A 71-year-old man with acute onset weakness of the left upper extremity presented with an area of acute infarction (blue arrow) along the deep posterior cortex of the right precentral gyrus involving the hand motor region, with A, relative hypointensity on MPRAGE, B, hyperintensity on FLAIR, and C, restricted diffusion on the ADC map. The patient also has an area of chronic infarction more anteriorly (red arrow), showing A, relative hypointensity on MPRAGE, B, hyperintensity on FLAIR, and C, T2 shine through on the ADC map. ROIs in the affected areas (D) show higher and lower CT, respectively, compared with contralateral analogous brain (E); however, mGM as a marker of cortical volume was higher in the acute infarct, as expected, but also higher in the chronic infarct.

Fig 3.

Fig 3.

In vivo examples illustrate concordant results between FSL-VBM and FreeSurfer-CT in the ROIs of acute infarct (A) as well as when comparing younger and older healthy control patients (B), and discordant cortical morphometry results in ROIs of chronic infarct (C) and in the precuneus (D) in a patient with mTBI compared with a matched control patient. Of note, prior work reports morphometric changes to the precuneus in aging and traumatic brain injury. The mean values within the ROIs were reported.

Discussion

FSL-VBM is sensitive to T1 signal variations within a clinically relevant range, which was not found to be true for FreeSurfer-CT. Although mGM and CT are completely different measures, both are commonly used to assess GM volume. Discordant results between FSL-VBM and FreeSurfer-CT analyses may result from T1 effects on mGM. This observation is of clinical and research importance because there are myriad conditions that affect T1 signal. Careful interpretation of FSL-VBM is warranted, particularly in the setting of discordant findings.

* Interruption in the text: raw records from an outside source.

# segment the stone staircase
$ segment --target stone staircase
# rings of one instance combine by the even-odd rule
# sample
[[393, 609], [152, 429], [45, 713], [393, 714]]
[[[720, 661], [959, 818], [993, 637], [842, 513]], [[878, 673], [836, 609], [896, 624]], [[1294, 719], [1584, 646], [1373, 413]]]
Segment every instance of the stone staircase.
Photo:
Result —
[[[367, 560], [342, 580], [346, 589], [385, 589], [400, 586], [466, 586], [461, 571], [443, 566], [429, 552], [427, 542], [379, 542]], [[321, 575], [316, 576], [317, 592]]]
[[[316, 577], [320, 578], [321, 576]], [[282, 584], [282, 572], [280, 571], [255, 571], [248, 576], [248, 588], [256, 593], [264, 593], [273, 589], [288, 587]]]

Several FSL-VBM methodologic steps are worth comment: 1) bias correction may alter T1 signal, and 2) tissue-type segmentation can affect output mGM. All images underwent identical bias correction before both analyses, and we demonstrated the effect of T1 signal change on mGM and CT by applying standard pipelines to recreate commonly used approaches that have widespread availability. Future optimization is warranted to achieve accurate detection of pathology.

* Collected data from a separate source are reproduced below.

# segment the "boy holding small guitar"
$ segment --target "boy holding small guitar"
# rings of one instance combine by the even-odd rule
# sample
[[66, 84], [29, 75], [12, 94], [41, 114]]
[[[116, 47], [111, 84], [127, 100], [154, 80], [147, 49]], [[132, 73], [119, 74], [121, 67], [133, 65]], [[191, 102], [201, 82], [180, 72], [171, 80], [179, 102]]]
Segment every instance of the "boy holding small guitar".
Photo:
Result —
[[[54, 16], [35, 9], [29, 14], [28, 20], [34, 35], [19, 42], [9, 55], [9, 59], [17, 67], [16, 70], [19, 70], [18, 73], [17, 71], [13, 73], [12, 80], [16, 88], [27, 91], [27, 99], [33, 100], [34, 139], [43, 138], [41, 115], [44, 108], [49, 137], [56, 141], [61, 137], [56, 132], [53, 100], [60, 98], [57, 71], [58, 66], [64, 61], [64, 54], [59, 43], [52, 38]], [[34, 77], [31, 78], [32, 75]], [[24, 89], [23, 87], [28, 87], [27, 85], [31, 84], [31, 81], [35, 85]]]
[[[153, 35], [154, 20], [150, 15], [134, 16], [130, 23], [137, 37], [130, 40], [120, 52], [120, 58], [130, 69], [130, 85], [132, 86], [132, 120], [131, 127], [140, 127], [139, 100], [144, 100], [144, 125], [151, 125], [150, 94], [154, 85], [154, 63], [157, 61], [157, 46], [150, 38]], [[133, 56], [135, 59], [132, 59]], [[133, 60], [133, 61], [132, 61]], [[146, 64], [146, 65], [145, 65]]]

Other methods of cortical segmentation are not specifically addressed here. Whether a similar dependence on T1 signal is present in VBM approaches such as SPM12 (http://www.fil.ion.ucl.ac.uk/spm/software/spm12) is not known. The cases provided as part of this report are not meant as generalizable results regarding the specific pathologies described, but instead serve as in vivo examples of the phenomenon of discordance in terms of interpreting FSL-VBM and FreeSurfer-CT. Future studies with larger cohorts would be useful to study specific conditions; these results from single patients demonstrate that discordance may be present not only at a group-wise statistical level, but on an individual basis.

Conclusions

In summary, we demonstrated the dependence of mGM on T1 signal. Care should be taken in interpreting mGM results as volume change alone. Used in concert, FSL-VBM and FreeSurfer-CT analyses may be complementary.

ABBREVIATIONS:

CT

cortical thickness

mGM

modulated GM density

mTBI

mild traumatic brain injury

VBM

voxel-based morphometry

Footnotes

Disclosures: Yvonne Lui—RELATED: Grant: NIH R01 NS039135-11, NIH R21 NS090349, NIH P41 EB017183.* *Money paid to the institution.

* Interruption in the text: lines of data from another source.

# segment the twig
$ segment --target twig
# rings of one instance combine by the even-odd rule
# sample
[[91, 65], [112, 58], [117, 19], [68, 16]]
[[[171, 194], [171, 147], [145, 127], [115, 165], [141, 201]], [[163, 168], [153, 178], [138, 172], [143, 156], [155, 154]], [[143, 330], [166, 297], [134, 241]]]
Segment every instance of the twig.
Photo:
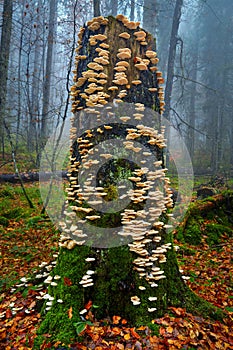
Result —
[[180, 121], [182, 123], [184, 123], [185, 125], [187, 125], [189, 128], [193, 129], [194, 131], [198, 132], [201, 135], [204, 135], [205, 137], [207, 137], [208, 139], [211, 139], [210, 136], [208, 136], [207, 134], [205, 134], [204, 132], [194, 128], [194, 126], [189, 125], [189, 123], [187, 123], [184, 119], [181, 118], [181, 116], [176, 112], [176, 110], [174, 108], [170, 108], [170, 110], [175, 113], [175, 115], [180, 119]]
[[211, 91], [213, 91], [213, 92], [215, 92], [215, 93], [218, 92], [218, 90], [215, 90], [215, 89], [213, 89], [213, 88], [211, 88], [211, 87], [209, 87], [209, 86], [207, 86], [207, 85], [201, 83], [200, 81], [196, 81], [196, 80], [190, 79], [190, 78], [188, 78], [188, 77], [184, 77], [183, 75], [175, 74], [175, 75], [174, 75], [174, 78], [181, 78], [181, 79], [184, 79], [184, 80], [188, 80], [188, 81], [191, 81], [192, 83], [201, 85], [201, 86], [203, 86], [204, 88], [206, 88], [206, 89], [208, 89], [208, 90], [211, 90]]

This work was supported by grant R01 NS039135-11 from the National Institute for Neurological Disorders and Stroke, a component of the National Institutes of Health. This work was also performed under the rubric of the Center for Advanced Imaging Innovation and Research (CAI2R, www.cai2r.net), a National Institute of Biomedical Imaging and Bioengineering Biomedical Technology Resource Center (NIH P41 EB017183).